Burkina Faso - Persistent State Failure
On 31 October 2014, President Compaore, who had been in power since 1987, resigned and fled the country with members of his family, the National Assembly president, and others. Lieutenant Colonel Yacouba Isaac Zida, deputy commander of the Presidential Security Regiment (Regiment Securite Presidentielle - RSP), declared himself head of state on November 2, suspended the constitution, and dissolved the National Assembly. On November 17, members representing different sectors of society signed a charter to guide the transitional government through preparations for elections.
Michel Kafando was chosen as interim president in accordance with the charter. A 90-member National Transitional Council, holding legislative powers and including 25 members of the armed forces, was selected in accordance with the charter. A 26-member transitional government was appointed, including Zida as prime minister and minister of defense. Other armed forces officers were appointed to serve as minister of mines and minister of territorial administration, decentralization, and security administration. The transitional government dissolved municipal and regional councils, and special delegations were responsible for managing local governments until the next legislative and municipal elections.
The charter adopted to guide the transitional government required the organization of presidential and legislative elections within one year of adoption. Under the charter the interim president, interim prime minister, and members of the interim government were not allowed to run in the presidential and legislative elections.
Presidential Security Regiment [RSP] members launched a coup attempt 16 September 2015. The guard was unhappy that the transitional government had barred supporters of former President Blaise Compaore from running in upcoming elections. RSP leader General Gilbert Diendere took power but was forced to step down a few days later after pressure from protesters, the army and the West African bloc ECOWAS. Diendere said he regretted the coup attempt.
Burkina Faso's military said the elite presidential guard behind the coup attempt refused to be disarmed, one of the conditions the junta agreed to in a peace deal with the army. The army saif the planned disarmament of the guard, known as the RSP, haf reached a "dead end" because soldiers will not give up their weapons and because of "ambiguous behavior" of RSP chief and coup leader General Gilbert Diendere.
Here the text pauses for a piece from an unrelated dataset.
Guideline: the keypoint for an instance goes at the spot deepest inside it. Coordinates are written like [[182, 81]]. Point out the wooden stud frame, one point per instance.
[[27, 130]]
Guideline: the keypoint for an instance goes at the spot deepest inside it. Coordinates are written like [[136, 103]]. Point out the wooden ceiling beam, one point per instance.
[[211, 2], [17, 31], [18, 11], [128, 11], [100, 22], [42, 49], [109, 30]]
During the failed coup 16 September 2015, General Gilbert Diendere's forces detained the interim president, prime minister and several Cabinet members. The guard was unhappy the interim government barred supporters of former president Blaise Compaore from running in upcoming elections. General Diendere held power for nearly a week but was forced to step down under pressure from the army, demonstrators, and the West African bloc ECOWAS.
Presidential guards agreed 23 September 2015 to remain in their barracks while Burkina Faso armed forces retreated from the capital Ouagadougou, the broadcaster reported. African leaders are to oversee the implementation of the deal. The coup triggered clashes between guards and protesters that reportedly left 10 people dead and over 100 injured. The breakthrough came a day after the regular army entered Ouagadougou to suppress presidential guards loyal to the country’s ousted president Blaise Compaore, who was overthrown in a popular uprising in 2014.
The general behind the failed coup in Burkina Faso surrendered to the country's transitional government. General Gilbert Diendere turned himself in 01 October 2015 after negotiations with officials in the capital, Ouagadougou. Diendere received assurances that he would not be killed and that he and other soldiers who took part in the September 16 coup will receive a fair trial. General Diendere was believed to have had a hand in the death of Burkina Faso’s charismatic revolutionary leader Thomas Sankara and may have had a connection to Liberia’s civil war.
Before the coup, Burkina Faso was planning to hold elections on 11 October 2015, marking a return to democracy a year after Compaore's ouster. Transitional authorities in the CAR had warned of an election delay even before a new wave of violence began. ECOWAS leaders suggested a November 22 election date and recommended that Compaore's allies be allowed to field candidates.
Transitional authorities together with 12,000 UN peacekeepers and 1,000 French troops struggled to calm tensions over 2015.